Akıncı’s doctoral research focuses on objects and nature in contemporary choreography through a feminist lens, and creates a trajectory across Pina Bausch, Eiko Otake, La Ribot, Mette Ingvartsen, Gisèle Vienne, and Geumhyung Jeong. Her writing on dance and performance has appeared in academic and popular publications such as TDR: The Drama Review and Etcetera Mag, and is forthcoming in Performance Research 26:8 (2022). She also published on public protests in Turkey, “Sacred Children, Accursed Mothers: Performativities of Necropolitics and Mourning in Neoliberal Turkey” in Performance in a Militarized Culture (eds. Sara Brady and Lindsey Mantoan, Routledge, 2017).
As an educator, Akıncı has been teaching at Hunter College and Baruch College of CUNY, giving workshops on dramaturgy and dance history, and currently co-curates Biennial Dance Education 2022 Stuttgart entitled “Coming Together: Solidarity, encounter, sustainability.”
Jennifer Lacey is a US-American dance artist based in Paris and Stockholm. Her constant project is a renegotiation of production methods, generating pieces that are always based in dancing but don’t always look like dance. She creates works that propose an inventive and playful hermeneutics of bodies and their environments. Often co-signing and collaborating, the products of her activity unbind dance from the spectacular whilst still investing in the multiple ways that the performative can manifest, effect and communicate. Her works have been produced and staged internationally in theatres, museums, galleries, workshops and publications. She is a recipient of a Doris Duke Impact Fellowship and a Guggenheim Fellowship. Currently she is the head of the MA program of Choreography at Uniarts Stockholm.
Pipsa Lonka is a playwright and dramaturg who received her M.A. from the Helsinki Theatre Academy in 2007. Her repertoire of works is not bound to a single type of viewer but instead range from children to adults.
The foundation of her plays are strong emotions and their central questions often ponder both the physical and mental relationships between people, art, and the surrounding world (especially nature). Her plays are often combined with observations on how our surrounding space may impact our existence and the ways in which these experiences may be verbalized through language. According to Lonka: “I’m largely fascinated by the position of the human species in relation to other life and what sort of narrative the play is pushing forward with this narrative. It is possibly an analytical question: what does the human have the right to?”

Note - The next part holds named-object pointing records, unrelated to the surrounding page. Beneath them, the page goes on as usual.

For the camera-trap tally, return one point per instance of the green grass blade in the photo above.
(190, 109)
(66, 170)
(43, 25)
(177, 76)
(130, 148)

She has worked in collaboration with theatres like Helsinki City Theatre, the Finnish National Theatre, and Q-Theatre. Lonka has won multiple awards both domestically and abroad, her most recent award being the 2018 Lea Award for best dramatic text of the year granted by the Finnish Playwrights and Screenwriters Guild. This award was granted for her play Second Nature (Toinen Luonto). The play addresses the assumption that the human species is at the centre of the world and is therefore more valuable than other living species by default. Her most recent play Sky every day (Neljän päivän läheisyys) premiered in Viirus Theatre in February, 2021. It is a posthumanist play about gulls and people. The play has been translated in Swedish, English, and will shortly be available in Russian and Danish.
Sarah Lucie earned her Ph.D. in Theater and Performance from The Graduate Center, City University of New York. Her research approaches contemporary performance and digital art through new materialism, ecocritical theory, and posthumanism. Sarah has contributed articles to Performance Research, Theatre Journal, Theatre Survey, PAJ, and Etcetera, as well as The Routledge Companion to Theatre and Politics (2019) and Machine Made Silence: The Art of Kris Verdonck (2020). Sarah is also media editor of Performance Studies: An Introduction, 4th Edition, as well as Assistant Editor of TDR: The Drama Review. She currently teaches in the theatre and dance departments at Marymount Manhattan College and Drew University. She also works as a dramaturg, and serves as General Manager for East Coast Artists.